This continues Part 1 of a series of posts drawn from a talk I gave at O’Reilly’s online conference Experience Design for Internet of Things (IoT) on “Lessons from Architecture School for IoT Security.” You can find the slides for the original talk here. The talk encourages designers to think about security and outlines some ways UX design can support privacy in IoT applications.
When designing IoT applications for the home, we can take advantage of how much time we spend there by looking critically at the unspoken assumptions homes reveal. Living in a house is something we all unconsciously understand how to do, having learned from watching those around us before we could talk. The home is a rich environment from a cultural anthropology perspective, in part because it encodes tacit knowledge about the people who live there.
Understanding Unspoken Needs
Looking at Finland’s Hvitträsk, a home and architectural studio built in 1903 by Herman Gesellius, Armas Lindgren, and Eliel Saarinen, reveals extensive use of Jugendstil, or Art Nouveau, decor mimicking forms found in nature. Hvitträsk teaches the cultural context of its construction, when Finnish Nationalism was rising as Finland sought to establish a distinct identity from neighboring Sweden and from Russia, who was administering Finland at the time. Nationalism and Romanticism are values that can be decoded by looking carefully at the environment. The combination rug/blanket references coverings used for sleigh rides, and the stained glass figures reference the Kalevala, the Finnish national epic poem. These design choices reflect an emerging national identity.
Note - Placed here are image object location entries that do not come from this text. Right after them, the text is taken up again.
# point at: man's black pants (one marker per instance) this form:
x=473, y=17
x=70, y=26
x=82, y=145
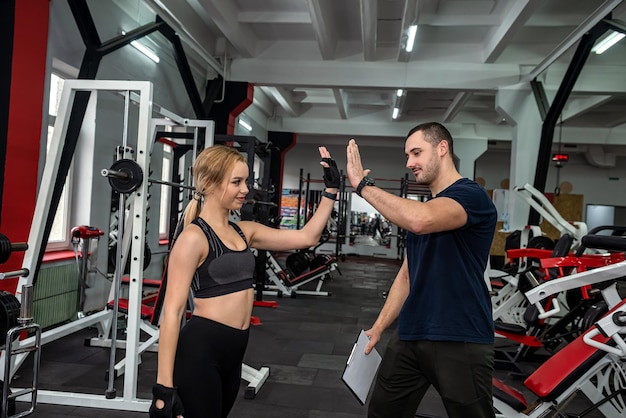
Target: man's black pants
x=460, y=372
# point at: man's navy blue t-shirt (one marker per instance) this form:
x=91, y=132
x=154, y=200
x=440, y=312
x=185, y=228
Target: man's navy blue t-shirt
x=449, y=299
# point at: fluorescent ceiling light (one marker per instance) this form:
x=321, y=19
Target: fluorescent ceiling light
x=607, y=42
x=245, y=125
x=146, y=51
x=411, y=38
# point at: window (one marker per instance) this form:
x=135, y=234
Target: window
x=166, y=175
x=59, y=234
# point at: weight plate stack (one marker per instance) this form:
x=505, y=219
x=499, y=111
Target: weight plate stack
x=9, y=312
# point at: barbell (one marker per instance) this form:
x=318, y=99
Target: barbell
x=125, y=176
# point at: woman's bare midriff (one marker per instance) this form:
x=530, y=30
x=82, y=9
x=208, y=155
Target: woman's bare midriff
x=233, y=309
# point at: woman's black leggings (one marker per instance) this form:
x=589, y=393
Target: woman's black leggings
x=207, y=370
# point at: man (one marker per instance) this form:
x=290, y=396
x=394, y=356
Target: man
x=445, y=329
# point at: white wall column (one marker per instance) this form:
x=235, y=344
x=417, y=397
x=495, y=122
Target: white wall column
x=467, y=151
x=518, y=106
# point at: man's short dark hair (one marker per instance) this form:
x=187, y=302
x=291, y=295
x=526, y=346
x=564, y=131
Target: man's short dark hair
x=434, y=133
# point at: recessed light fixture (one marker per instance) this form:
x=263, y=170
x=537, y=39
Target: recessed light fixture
x=607, y=42
x=245, y=125
x=410, y=42
x=144, y=50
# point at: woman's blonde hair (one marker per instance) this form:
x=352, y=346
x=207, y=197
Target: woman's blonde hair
x=209, y=170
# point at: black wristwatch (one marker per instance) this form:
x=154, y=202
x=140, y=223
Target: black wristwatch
x=365, y=181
![Hvitträsk, built 1903, boyhood home of architect Eero Saarinen. Image CC-BY-NC, David Castell, https://www.flickr.com/photos/8712554@N02/2797981340/](/images/blog/hvittraesk.png)
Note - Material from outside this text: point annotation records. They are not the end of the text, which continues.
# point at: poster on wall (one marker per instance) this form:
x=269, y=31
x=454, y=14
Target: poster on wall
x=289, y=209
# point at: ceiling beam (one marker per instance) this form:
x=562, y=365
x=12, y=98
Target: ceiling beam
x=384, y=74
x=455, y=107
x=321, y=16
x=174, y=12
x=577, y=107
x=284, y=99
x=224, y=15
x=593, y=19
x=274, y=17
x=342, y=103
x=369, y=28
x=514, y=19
Hvitträsk, built 1903, boyhood home of architect Eero Saarinen.
Hvitträsk was the boyhood home of Eero Saarinen, well-known as the architect of what was then called the Trans World Airlines Flight Center, and is still in use by JetBlue passengers as T-5 of John F. Kennedy airport in New York City. Just 59 years separate the construction of Hvitträsk and the airport, but they included sweeping technical advances, from horse-drawn sleigh to commercial airplanes. One of the unspoken needs of buildings is to endure, and buildings – unlike many forms of IoT hardware – are upgradeable. Buildings are expected to last much longer than the 18-month lifespan of a device designed to become obsolete.
![JFK Airport T-5, built 1962 by architect Eero Saarinen. Image CC-BY-NC, Sean Marshall, https://www.flickr.com/photos/7119320@N05/7452651372/](/images/blog/jfk-t5.jpg)
JFK Airport T-5, built 1962 by architect Eero Saarinen.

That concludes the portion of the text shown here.